The NGO is targeting the United Nations Sustainable Development Goal of ending extreme poverty by making large-scale grassroots surgical interventions that enable cured patients and their families to return to education and to social and economic activity. 90% of the world’s blind reside in low-income communities within the developing world.
The 30,000th patient was 60-year-old Belmati, who was cured in the Bahjang District, a remote and under-resourced region of Nepal where the population lacks access to basic healthcare and education. Belmati was carried by her husband on his back for over two hours to reach a microsurgical outreach camp where she joined 252 patients who underwent surgery to cure cataract blindness. All 252 left the next day able to see again.
Whilst in the Bahjang District, teams from the Tej Kohli & Ruit Foundation were also able to re-visit sisters Kunti, aged 7, and Reshma aged 13, who were cured of blindness by the NGO in December 2021. Having previously dropped out, both young girls had returned to school. Their mother, who had previously been a full-time-carer for her blind daughters, has been able to return to work and to earn a living to keep her family fed and warm.
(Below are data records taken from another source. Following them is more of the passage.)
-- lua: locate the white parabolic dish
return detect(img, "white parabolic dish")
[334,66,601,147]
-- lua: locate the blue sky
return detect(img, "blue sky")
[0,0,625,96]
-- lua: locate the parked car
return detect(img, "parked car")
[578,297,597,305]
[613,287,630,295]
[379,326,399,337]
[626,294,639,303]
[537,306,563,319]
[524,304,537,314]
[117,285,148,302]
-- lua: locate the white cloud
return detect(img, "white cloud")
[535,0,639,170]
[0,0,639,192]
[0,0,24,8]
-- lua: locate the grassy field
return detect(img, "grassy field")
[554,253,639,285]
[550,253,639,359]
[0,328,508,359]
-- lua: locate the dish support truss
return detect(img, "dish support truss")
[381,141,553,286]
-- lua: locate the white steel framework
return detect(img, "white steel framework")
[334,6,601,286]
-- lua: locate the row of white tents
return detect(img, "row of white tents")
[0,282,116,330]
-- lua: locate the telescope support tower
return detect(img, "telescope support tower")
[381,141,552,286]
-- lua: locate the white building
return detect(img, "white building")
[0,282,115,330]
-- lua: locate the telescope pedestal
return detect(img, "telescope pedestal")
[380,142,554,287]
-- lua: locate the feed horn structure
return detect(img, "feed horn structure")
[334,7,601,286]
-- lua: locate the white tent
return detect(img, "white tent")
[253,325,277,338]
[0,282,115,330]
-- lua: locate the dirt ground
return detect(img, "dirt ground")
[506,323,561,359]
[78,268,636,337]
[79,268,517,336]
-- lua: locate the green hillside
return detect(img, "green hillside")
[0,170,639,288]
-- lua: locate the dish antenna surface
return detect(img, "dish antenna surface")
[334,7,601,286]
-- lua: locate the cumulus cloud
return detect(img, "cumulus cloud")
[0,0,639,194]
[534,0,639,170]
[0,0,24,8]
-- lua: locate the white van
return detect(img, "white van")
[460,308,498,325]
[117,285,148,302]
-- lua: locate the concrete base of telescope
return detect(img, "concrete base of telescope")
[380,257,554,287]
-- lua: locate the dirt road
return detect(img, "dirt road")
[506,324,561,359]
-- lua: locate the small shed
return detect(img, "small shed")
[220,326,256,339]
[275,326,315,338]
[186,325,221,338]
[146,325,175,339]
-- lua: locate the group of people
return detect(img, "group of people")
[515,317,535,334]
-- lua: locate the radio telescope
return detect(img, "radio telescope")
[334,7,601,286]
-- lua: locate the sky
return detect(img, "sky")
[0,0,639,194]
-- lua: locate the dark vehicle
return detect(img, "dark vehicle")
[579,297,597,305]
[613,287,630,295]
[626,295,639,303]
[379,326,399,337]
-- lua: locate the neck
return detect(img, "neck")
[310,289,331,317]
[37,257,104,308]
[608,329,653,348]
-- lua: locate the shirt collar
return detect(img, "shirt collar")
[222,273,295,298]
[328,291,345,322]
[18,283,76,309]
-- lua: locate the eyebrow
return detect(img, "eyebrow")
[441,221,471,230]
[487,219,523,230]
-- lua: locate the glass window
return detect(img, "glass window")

“Making direct and large-scale interventions to cure untreated blindness is the fastest way to combat extreme poverty, with some studies suggesting a 1,500% socio-economic return on the cost of surgery during the first postoperative year. This problem is vast. My hope is that the example being set by our NGO and our delivery partners will mean that others with even greater resources will join us in our mission to cure as many as 500,000 people by 2030.” Tej Kohli, co-founder of the Tej Kohli & Ruit Foundation.